Eine wichtige Datenblattspezifikation für industrielle Messgeräte im Allgemeinen und Drucksensoren im Besonderen ist die sogenannte Schutzart. Wir wurden in diesem Zusammenhang bereits des Öfteren auf einen vermeintlichen Schreibfehler im Datenblatt des elektronischen Druckschalters PSD-30 hingewiesen, denn dort steht, dass das Gerät sowohl IP65 als auch IP67 erfülle. Und ja, das ist absolut richtig! Klingt komisch? Ist aber so!
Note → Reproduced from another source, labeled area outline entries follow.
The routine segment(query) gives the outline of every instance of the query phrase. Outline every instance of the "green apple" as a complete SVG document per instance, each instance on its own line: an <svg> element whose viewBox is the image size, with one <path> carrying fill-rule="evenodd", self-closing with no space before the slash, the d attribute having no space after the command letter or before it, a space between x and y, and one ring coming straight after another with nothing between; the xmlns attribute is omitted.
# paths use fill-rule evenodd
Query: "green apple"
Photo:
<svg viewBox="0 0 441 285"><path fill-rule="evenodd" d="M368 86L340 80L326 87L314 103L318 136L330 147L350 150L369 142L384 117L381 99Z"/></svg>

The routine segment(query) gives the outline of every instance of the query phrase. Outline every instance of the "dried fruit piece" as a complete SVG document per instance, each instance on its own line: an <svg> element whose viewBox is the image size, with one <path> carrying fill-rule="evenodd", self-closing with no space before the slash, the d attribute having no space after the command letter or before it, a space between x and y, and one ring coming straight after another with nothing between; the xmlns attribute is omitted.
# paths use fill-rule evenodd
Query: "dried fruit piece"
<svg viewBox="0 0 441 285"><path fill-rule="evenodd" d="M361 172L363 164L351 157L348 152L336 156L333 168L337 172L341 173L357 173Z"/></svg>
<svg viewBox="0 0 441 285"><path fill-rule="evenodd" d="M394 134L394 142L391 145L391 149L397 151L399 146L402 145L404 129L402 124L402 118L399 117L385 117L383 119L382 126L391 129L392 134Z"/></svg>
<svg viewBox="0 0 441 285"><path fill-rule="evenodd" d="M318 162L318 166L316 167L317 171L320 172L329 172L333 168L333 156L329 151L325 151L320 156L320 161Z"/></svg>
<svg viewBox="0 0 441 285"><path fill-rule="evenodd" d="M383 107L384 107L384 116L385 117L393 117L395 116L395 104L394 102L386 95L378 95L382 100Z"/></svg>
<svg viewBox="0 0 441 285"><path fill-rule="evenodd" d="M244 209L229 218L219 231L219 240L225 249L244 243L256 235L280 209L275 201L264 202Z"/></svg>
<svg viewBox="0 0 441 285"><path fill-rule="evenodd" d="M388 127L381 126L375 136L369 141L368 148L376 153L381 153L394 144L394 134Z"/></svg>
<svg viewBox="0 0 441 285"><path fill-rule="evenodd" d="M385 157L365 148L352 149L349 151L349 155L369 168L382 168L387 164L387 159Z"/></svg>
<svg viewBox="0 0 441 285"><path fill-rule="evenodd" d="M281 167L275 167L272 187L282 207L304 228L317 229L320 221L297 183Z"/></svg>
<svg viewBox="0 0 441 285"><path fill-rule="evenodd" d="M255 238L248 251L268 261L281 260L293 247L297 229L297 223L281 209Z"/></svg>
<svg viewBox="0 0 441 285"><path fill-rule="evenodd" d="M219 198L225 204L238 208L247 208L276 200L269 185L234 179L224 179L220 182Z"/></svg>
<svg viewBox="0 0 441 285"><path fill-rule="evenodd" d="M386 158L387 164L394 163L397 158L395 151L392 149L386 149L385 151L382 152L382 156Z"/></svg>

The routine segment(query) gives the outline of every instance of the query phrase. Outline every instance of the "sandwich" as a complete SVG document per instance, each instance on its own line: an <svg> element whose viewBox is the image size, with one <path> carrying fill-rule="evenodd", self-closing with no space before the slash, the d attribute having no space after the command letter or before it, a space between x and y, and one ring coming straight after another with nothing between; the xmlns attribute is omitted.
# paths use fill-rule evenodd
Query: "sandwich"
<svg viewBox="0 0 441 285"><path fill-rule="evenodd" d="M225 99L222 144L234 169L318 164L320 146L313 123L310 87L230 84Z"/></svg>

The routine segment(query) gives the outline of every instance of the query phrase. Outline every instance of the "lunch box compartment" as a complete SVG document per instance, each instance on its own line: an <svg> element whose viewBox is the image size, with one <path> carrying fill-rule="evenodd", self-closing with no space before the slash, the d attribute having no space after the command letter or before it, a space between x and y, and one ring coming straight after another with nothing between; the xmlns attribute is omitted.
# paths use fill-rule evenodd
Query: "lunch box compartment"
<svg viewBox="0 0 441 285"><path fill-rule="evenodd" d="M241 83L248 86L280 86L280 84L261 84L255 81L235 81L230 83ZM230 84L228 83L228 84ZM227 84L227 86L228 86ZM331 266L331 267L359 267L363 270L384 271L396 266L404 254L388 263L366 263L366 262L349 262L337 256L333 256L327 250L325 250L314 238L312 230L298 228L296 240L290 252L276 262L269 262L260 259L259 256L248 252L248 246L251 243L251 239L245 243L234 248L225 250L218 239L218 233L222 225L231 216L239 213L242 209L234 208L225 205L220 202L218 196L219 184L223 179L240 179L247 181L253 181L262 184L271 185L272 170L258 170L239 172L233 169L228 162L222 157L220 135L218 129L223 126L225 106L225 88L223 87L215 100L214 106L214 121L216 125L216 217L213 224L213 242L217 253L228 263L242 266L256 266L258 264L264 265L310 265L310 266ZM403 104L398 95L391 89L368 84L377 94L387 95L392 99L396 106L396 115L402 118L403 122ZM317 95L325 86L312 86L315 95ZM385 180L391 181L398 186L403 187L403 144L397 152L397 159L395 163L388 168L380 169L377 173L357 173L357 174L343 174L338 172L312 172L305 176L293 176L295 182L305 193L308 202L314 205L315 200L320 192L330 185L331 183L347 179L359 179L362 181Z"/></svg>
Die Erklärung hierfür ist übrigens recht einfach. Sie besteht darin, dass sich die beiden Schutzarten und damit die zugrundeliegenden Tests komplett unterscheiden und die vermeintlich „höhere“ Schutzart IP67 nicht auch gleichzeitig die Schutzart IP65 abdeckt bzw. beinhaltet! Der PSD-30 wurde für beide Schutzarten ausgelegt und getestet. Nicht nur WIKA-interne Prüfungen belegen dies, sondern auch externe Tests durch unabhängige Prüfinstitute, die zum Beispiel im Rahmen der UL-Zulassung durchgeführt wurden.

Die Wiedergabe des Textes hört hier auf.